As shown in Figure 2, the red curve is the actual data of the closing price of the Shanghai and Shenzhen 200 Index, and the blue curve is the predicted fitting data of the training sample. Through the comparison between the two sets of different data, in the training results, the data results obtained by the BPNN model are more perfect than the other. After the BPNN model performs learning training on the training samples, it generates a higher-quality prediction function, and the training samples have smaller fitting errors.

5.2. Neural Network Blockchain Technology Based on Analysis of Financial Data

BPNN, the trained model, is used to predict the next 100 days Study CSI closing price index 200, and outputs the result of the prediction error of the test sample.

As shown in Figure 3, the prediction effect of the BPNN model in the training sample is satisfactory, and the prediction accuracy is higher when the gap between the predicted value and the actual value is small.

Based on the standardized data matrix, the MATLAB principal component analysis Principe program is called to calculate the principal component coefficients, principal component scores, and eigenvalues of the original data matrix. The principal component contribution rate and the cumulative contribution rate are calculated based on the characteristic values. The larger the eigenvalue, the larger the variance contribution rate.

As shown in Figure 4, the eigenvalues of the CSI 200 Index after the principal component analysis fluctuate below the 20 range, the eigenvalue contribution rate fluctuates within the range of 40, and the cumulative contribution rate of the eigenvalues is 40–80 due to its cumulative attributes fluctuation within the range, explaining that the relationship between the three has a certain proportional relationship and is positively related.

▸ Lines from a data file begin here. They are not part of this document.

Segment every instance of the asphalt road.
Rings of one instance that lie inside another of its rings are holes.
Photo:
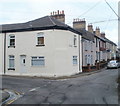
[[[13,104],[118,104],[117,69],[77,78],[2,77],[2,87],[21,92]]]

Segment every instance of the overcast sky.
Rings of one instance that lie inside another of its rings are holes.
[[[106,1],[118,13],[119,0]],[[85,18],[87,24],[93,23],[94,29],[99,27],[107,38],[118,43],[118,22],[108,21],[117,16],[105,0],[0,0],[0,5],[0,24],[27,22],[64,10],[66,24],[72,26],[74,18]]]

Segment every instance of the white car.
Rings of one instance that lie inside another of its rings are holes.
[[[107,68],[119,68],[120,63],[117,62],[117,60],[111,60],[107,64]]]

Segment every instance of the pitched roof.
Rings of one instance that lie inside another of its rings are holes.
[[[18,24],[4,24],[1,25],[1,32],[20,32],[20,31],[33,31],[33,30],[45,30],[45,29],[63,29],[70,30],[74,33],[80,34],[80,32],[71,28],[70,26],[54,19],[51,16],[45,16],[36,20],[32,20],[26,23]]]
[[[82,33],[82,37],[84,39],[90,40],[90,41],[94,41],[94,34],[85,30],[85,29],[76,29],[77,31]]]
[[[115,46],[117,46],[114,42],[112,42],[111,40],[107,39],[106,37],[104,38],[106,42],[110,43],[110,44],[113,44]]]

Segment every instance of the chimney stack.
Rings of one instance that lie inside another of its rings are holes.
[[[73,28],[75,29],[86,29],[86,21],[85,18],[84,19],[73,19]]]
[[[88,31],[93,33],[93,25],[92,24],[89,24],[88,25]]]
[[[51,17],[53,17],[53,18],[55,18],[55,19],[57,19],[57,20],[59,20],[59,21],[61,21],[61,22],[63,22],[63,23],[65,23],[65,14],[64,14],[64,10],[62,10],[62,11],[57,11],[57,12],[51,12],[51,15],[50,15]]]
[[[95,31],[95,34],[97,35],[97,36],[101,36],[101,34],[100,34],[100,28],[99,27],[96,27],[96,31]]]
[[[104,32],[101,33],[101,37],[105,38],[105,33]]]

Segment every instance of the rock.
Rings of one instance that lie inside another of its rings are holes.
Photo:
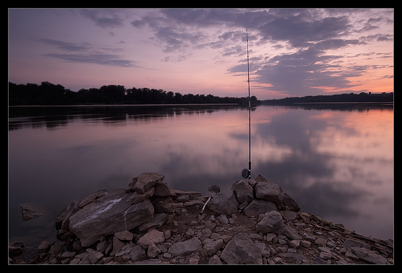
[[[102,197],[105,195],[108,194],[109,192],[106,190],[100,190],[96,193],[94,193],[89,196],[84,198],[78,204],[78,207],[83,208],[90,204],[96,199]]]
[[[284,192],[283,195],[283,199],[282,200],[283,206],[287,207],[290,211],[295,212],[300,211],[300,207],[293,199],[286,193]]]
[[[298,206],[286,201],[290,198],[284,193],[280,208],[272,201],[254,198],[242,203],[242,211],[237,198],[251,196],[241,193],[245,189],[249,192],[247,184],[251,188],[272,184],[261,175],[255,180],[238,180],[232,190],[213,197],[212,209],[208,208],[200,215],[206,197],[172,191],[168,184],[161,183],[163,178],[158,177],[162,176],[147,173],[133,179],[134,183],[125,189],[95,197],[82,209],[82,201],[73,202],[56,220],[57,240],[44,242],[37,250],[21,242],[10,243],[9,263],[27,263],[27,257],[35,256],[29,263],[393,263],[393,240],[352,239],[354,234],[342,232],[341,224],[336,231],[328,228],[324,219],[295,211]],[[150,187],[143,194],[134,190],[139,180],[144,190]],[[167,196],[155,194],[157,185],[162,187],[158,194]],[[90,196],[85,203],[96,195]],[[40,253],[34,255],[35,251]]]
[[[240,204],[244,202],[249,203],[254,199],[253,187],[245,180],[240,180],[232,188],[232,189],[236,195],[237,202]]]
[[[172,199],[176,197],[174,190],[166,182],[158,180],[154,188],[155,188],[154,194],[156,196],[166,196]]]
[[[21,205],[21,210],[22,211],[23,221],[28,221],[34,218],[40,217],[43,215],[42,213],[39,213],[29,206]]]
[[[255,227],[258,232],[267,233],[280,228],[283,223],[280,213],[272,211],[267,212]]]
[[[115,237],[122,241],[131,241],[133,239],[133,233],[128,230],[124,230],[115,233]]]
[[[250,217],[277,210],[278,208],[273,201],[254,199],[243,210],[243,212],[246,216]]]
[[[168,250],[173,256],[182,256],[194,251],[200,251],[201,241],[196,237],[173,244]]]
[[[130,204],[134,204],[137,203],[142,202],[142,201],[148,199],[152,197],[155,192],[155,188],[151,188],[143,194],[139,194],[138,193],[135,192],[130,198]]]
[[[261,249],[244,233],[236,235],[228,243],[221,258],[228,264],[262,264]]]
[[[68,209],[64,213],[63,221],[61,224],[61,229],[68,230],[70,226],[70,217],[74,213],[81,209],[79,207],[79,201],[73,201],[68,207]]]
[[[231,215],[237,212],[239,205],[233,191],[229,190],[212,198],[207,207],[218,214]]]
[[[151,202],[147,199],[131,205],[131,196],[124,189],[115,190],[70,217],[70,230],[81,239],[82,246],[90,245],[102,236],[129,230],[152,219]]]
[[[163,243],[164,241],[165,233],[154,229],[148,231],[145,235],[140,238],[137,243],[144,249],[147,249],[151,243],[158,244]]]
[[[204,245],[203,247],[203,254],[207,256],[215,255],[222,246],[223,246],[223,240],[222,239],[213,241]]]
[[[154,218],[151,221],[141,224],[137,227],[137,228],[140,232],[151,228],[159,228],[162,226],[166,219],[166,213],[157,213],[154,215]]]
[[[368,261],[370,263],[385,264],[387,261],[387,258],[385,257],[376,254],[371,250],[369,250],[364,247],[352,246],[350,248],[352,249],[352,252],[358,257],[359,259]]]
[[[277,184],[265,181],[257,182],[254,186],[254,195],[258,199],[273,201],[279,209],[283,206],[284,194]]]
[[[221,259],[217,255],[214,255],[208,260],[208,264],[223,264]]]
[[[154,187],[158,181],[162,181],[165,176],[156,172],[146,172],[133,178],[133,190],[137,193],[143,194]]]

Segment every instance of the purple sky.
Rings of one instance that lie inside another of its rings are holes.
[[[393,9],[9,10],[9,81],[258,99],[393,92]]]

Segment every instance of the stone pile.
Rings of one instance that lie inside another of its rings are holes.
[[[261,175],[207,197],[164,178],[143,173],[125,189],[72,202],[56,221],[55,242],[43,242],[30,260],[29,250],[12,244],[9,263],[393,264],[393,240],[301,212]]]

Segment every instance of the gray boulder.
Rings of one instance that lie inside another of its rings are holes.
[[[182,256],[194,251],[200,251],[202,249],[201,241],[196,237],[192,237],[182,242],[172,245],[168,252],[173,256]]]
[[[255,230],[258,232],[267,233],[280,228],[283,223],[282,215],[277,211],[265,213],[264,218],[257,224]]]
[[[29,206],[21,205],[21,210],[22,211],[22,220],[28,221],[29,220],[40,217],[43,215],[35,211]]]
[[[229,190],[212,198],[207,204],[207,207],[220,215],[231,215],[237,212],[239,205],[233,191]]]
[[[244,233],[228,243],[221,254],[221,259],[228,264],[262,264],[261,248]]]
[[[246,216],[258,216],[260,214],[265,214],[266,212],[277,211],[276,205],[269,200],[254,199],[243,210]]]
[[[164,178],[164,175],[156,172],[145,172],[133,178],[132,184],[129,186],[136,192],[142,194],[156,185],[158,181],[162,181]]]
[[[132,195],[118,189],[84,207],[69,218],[69,229],[89,246],[102,236],[130,230],[152,220],[149,199],[132,205]]]
[[[254,198],[253,187],[245,180],[242,179],[236,183],[233,187],[233,190],[237,201],[240,204],[249,203]]]
[[[258,182],[255,185],[254,194],[256,198],[273,201],[278,207],[281,207],[285,196],[280,186],[265,181]]]
[[[364,247],[356,247],[352,246],[352,253],[356,255],[359,259],[374,264],[385,264],[387,259],[380,255],[369,250]]]

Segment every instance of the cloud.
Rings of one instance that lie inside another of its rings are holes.
[[[121,67],[136,67],[136,62],[120,59],[119,55],[106,53],[60,54],[49,53],[45,56],[64,60],[69,62],[92,63]]]
[[[40,41],[68,52],[48,53],[44,55],[47,57],[63,60],[68,62],[92,63],[121,67],[138,67],[135,61],[122,59],[121,56],[99,53],[88,43],[76,44],[50,39],[41,39]],[[121,42],[122,42],[121,41]],[[115,50],[118,51],[118,49],[115,49]],[[70,53],[76,52],[78,53]]]
[[[124,25],[124,20],[115,13],[114,10],[87,10],[80,11],[81,14],[96,23],[103,28],[115,28]]]

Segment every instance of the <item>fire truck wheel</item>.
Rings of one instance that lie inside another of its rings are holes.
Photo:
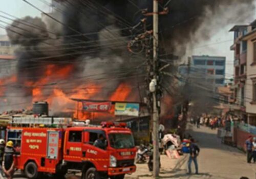
[[[24,172],[27,177],[29,179],[35,179],[38,176],[37,166],[33,162],[29,162],[26,165]]]
[[[111,176],[110,179],[123,179],[124,178],[124,174],[120,174],[119,175]]]
[[[100,179],[99,172],[94,167],[90,168],[86,173],[85,179]]]

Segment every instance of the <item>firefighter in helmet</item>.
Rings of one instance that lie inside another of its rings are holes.
[[[2,167],[2,164],[3,163],[3,161],[4,160],[4,153],[5,152],[5,141],[4,139],[0,139],[0,174],[1,175],[4,176],[4,171],[3,171],[3,168]]]
[[[3,139],[0,139],[0,164],[2,166],[3,161],[4,160],[4,153],[5,152],[5,140]]]
[[[15,150],[13,148],[13,142],[11,141],[8,141],[6,143],[6,146],[5,148],[5,154],[3,162],[3,169],[8,179],[12,178],[12,176],[15,171],[14,154]]]

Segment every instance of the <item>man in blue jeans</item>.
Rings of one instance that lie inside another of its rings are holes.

Investigate the blockchain technology's ability to optimize variables and improve the prediction effect of neural networks on stock index. The prediction effects of BT-BP neural network prediction model, IBT-BP neural network model, and PCA-BPNN with BP neural network prediction model and principal component analysis as preprocessing methods are compared, respectively. The BP neural network training algorithm uses the LM algorithm, and the number of trainings is fixed at 1000.

As shown in Figure 5, the performance of analysis and neural combined model (PCA-BPNN), combination of blockchain technology, and the neural network model combining can be obtained. The prediction accuracy of BP is greatly affected by the input variables on the collection neural network model (BPNN). Principal component analysis or blockchain technology optimization of input variables will improve the prediction accuracy of BP and is better than the prediction effect of BP model.

6. Conclusions

The research background of this paper is that with the rapid development of information science and technology and computer networks, interdisciplinary research promotes interdisciplinary integration. The trading volume is the total trading volume in a specific period of time, which reflects the supply and demand of a certain stock, and can be used to judge the overall trend of the market; the transaction amount is the total transaction amount in a specific time period. Artificial neural networks that simulate human brain neural networks are used in financial market forecasting to improve stock forecasting accuracy and achieve significant development. Therefore, it is very necessary to actively carry out the research of financial data analysis method based on blockchain technology. There is a problem of uneven data distribution in this study, which leads to some randomness in the conclusion of the experiment.

Data Availability

The data that support the findings of this study are available from the corresponding author upon reasonable request.

Conflicts of Interest

The author(s) declare that there are no conflicts of interest.

Acknowledgments

This work was supported by National Social Science Fund: Research on global supply chain disruption risk management of high-tech enterprises in China, 20BJY006.